Question
I am wondering whether or not it is true that if $A$ is a reduced ring, then
is it the case that the localization of $A$ at any of its prime ideals is an integral domain?
Discussion
Recall that $A$ is reduced if it contains no nonzero nilpotents, i.e. $Nil(A)=\{0\}$.
I have already shown the following two facts:
- A ring $A$ being reduced is a local property, i.e. $A$ is reduced if and only if the localization of $A$ at any prime ideal is reduced.
- $A$ reduced does not imply $A$ is an integral domain (in general).
The counter example I used to prove $2$ was $\mathbb{Z}/6\mathbb{Z}$. Unfortunately, in this case all the localizations at prime ideals are integral domains, and they seem to be in every example I can think of. More generally, one could ask the question (since localizations are local rings), when is a reduced local ring an integral domain?

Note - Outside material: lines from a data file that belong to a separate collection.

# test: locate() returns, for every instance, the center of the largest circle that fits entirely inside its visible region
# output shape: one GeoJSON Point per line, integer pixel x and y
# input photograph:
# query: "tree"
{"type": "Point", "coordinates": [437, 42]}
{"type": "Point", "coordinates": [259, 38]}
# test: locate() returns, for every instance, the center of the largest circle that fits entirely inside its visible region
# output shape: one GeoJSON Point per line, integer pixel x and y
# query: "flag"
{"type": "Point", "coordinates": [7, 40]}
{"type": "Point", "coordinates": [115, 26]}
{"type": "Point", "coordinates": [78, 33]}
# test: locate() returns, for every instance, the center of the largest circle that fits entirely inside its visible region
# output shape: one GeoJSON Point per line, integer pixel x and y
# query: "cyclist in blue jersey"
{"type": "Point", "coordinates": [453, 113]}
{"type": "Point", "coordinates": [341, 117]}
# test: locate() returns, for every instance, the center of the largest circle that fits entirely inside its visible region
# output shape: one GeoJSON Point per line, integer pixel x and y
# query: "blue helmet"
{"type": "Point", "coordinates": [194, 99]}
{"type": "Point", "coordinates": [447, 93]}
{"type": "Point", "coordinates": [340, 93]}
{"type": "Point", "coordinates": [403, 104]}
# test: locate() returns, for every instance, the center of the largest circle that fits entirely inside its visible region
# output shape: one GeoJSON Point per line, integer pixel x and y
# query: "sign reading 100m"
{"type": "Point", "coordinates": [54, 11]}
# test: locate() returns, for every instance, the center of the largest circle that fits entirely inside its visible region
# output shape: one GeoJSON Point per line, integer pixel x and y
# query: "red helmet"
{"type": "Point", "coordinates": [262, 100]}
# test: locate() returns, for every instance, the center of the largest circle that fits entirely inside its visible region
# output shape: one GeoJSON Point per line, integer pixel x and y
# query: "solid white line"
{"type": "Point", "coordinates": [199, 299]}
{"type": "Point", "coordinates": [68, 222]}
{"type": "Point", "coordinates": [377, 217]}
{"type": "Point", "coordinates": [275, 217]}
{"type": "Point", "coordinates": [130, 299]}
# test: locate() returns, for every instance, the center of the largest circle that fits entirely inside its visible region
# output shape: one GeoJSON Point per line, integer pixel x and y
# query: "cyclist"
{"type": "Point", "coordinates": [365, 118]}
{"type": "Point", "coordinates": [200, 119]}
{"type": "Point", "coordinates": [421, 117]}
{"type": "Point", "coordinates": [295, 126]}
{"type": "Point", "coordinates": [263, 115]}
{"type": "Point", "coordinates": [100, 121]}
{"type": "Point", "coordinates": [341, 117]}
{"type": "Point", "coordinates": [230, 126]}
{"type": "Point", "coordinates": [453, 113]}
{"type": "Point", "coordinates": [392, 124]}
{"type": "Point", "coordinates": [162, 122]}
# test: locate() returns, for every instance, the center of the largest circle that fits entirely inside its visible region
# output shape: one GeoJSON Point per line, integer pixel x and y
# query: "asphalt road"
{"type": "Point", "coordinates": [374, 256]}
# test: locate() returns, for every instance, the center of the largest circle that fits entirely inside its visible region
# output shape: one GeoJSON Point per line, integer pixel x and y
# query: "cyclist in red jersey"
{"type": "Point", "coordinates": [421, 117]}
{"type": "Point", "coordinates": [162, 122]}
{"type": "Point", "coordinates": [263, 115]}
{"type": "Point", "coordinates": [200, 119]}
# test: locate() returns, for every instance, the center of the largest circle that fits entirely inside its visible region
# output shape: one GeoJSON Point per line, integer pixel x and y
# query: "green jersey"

If anyone had a good idea for a counterexample to the original question (or a proof if it is true-although I doubt this since being an integral domain seems much stronger than being reduced), that would be much appreciated.
This is one of 12 parts to a question which I had on my midterm a few weeks ago, and the only part I have not figured out of that question
Best Answer
This is not true. The ring $k[x,y]/(xy)$ is reduced but the localization at $(x,y)$ is not an integral domain. For instance, because $xy = 0$ in the localization but $x \neq 0$ and $y \neq 0$.